Let I have a torus $T^2$, I am taking two meridian circle say $m_1$ and $m_2$ now I am attaching boundry of two different disk with the meridian circle $m_1$ and $m_2$, my question is is it deformation retract to $S^2 \vee S^2$.?
My attempt For me answer is yes.. I am deformed two meridian disk to a point and and I moved to one point to another without leaving the surface.
Thanks in advance.
Your topological space (I will call it $X$) does not deformation retract to $S^2 \vee S^2$, for two different reasons.
First reason: There does not exist any embedding $S^2 \vee S^2 \hookrightarrow X$, which is necessary for the existence of a deformation retraction $X \mapsto S^2 \vee S^2$. To see why no such embedding exists, consider the $\vee$ point of $S^2 \vee S^2$, let me call that point $P$. This point $P$ has a closed neighborhood $N \subset S^2 \vee S^2$ such that the frontier of $N$ is a disjoint union of two circles, and $N$ itself is homeomorphic to the cone on those two circles. But with a little thought and work one can prove that there does not exist any subset of $X$ that is homeomorphic to $N$ (a little algebraic topology helps to prove this).

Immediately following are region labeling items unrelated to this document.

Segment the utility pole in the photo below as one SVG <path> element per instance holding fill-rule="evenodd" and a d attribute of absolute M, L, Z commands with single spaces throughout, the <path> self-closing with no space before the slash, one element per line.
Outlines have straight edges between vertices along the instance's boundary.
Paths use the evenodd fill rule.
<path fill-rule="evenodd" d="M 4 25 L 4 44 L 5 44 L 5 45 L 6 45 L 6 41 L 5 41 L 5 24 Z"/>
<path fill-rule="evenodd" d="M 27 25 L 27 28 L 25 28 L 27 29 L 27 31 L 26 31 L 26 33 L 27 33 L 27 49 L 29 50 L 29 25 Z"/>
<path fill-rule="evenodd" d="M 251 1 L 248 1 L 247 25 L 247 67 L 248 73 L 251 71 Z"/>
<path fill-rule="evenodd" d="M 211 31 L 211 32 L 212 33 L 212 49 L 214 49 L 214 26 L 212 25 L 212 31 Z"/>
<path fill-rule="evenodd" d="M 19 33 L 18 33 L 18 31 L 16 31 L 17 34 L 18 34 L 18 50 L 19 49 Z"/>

Second reason: $X$ is not homotopy equivalent to $S^2 \vee S^2$, which is also necessary for the existence of a deformation retraction $X \mapsto S^2 \vee S^2$. The reason is that $H_1(X;\mathbb Z)$ is isomorphic to $\mathbb Z$ whereas $H_1(S^2 \vee S^2;\mathbb Z)$ is trivial. But $H_1(\,\cdot\,;\mathbb Z)$ is a homotopy invariant.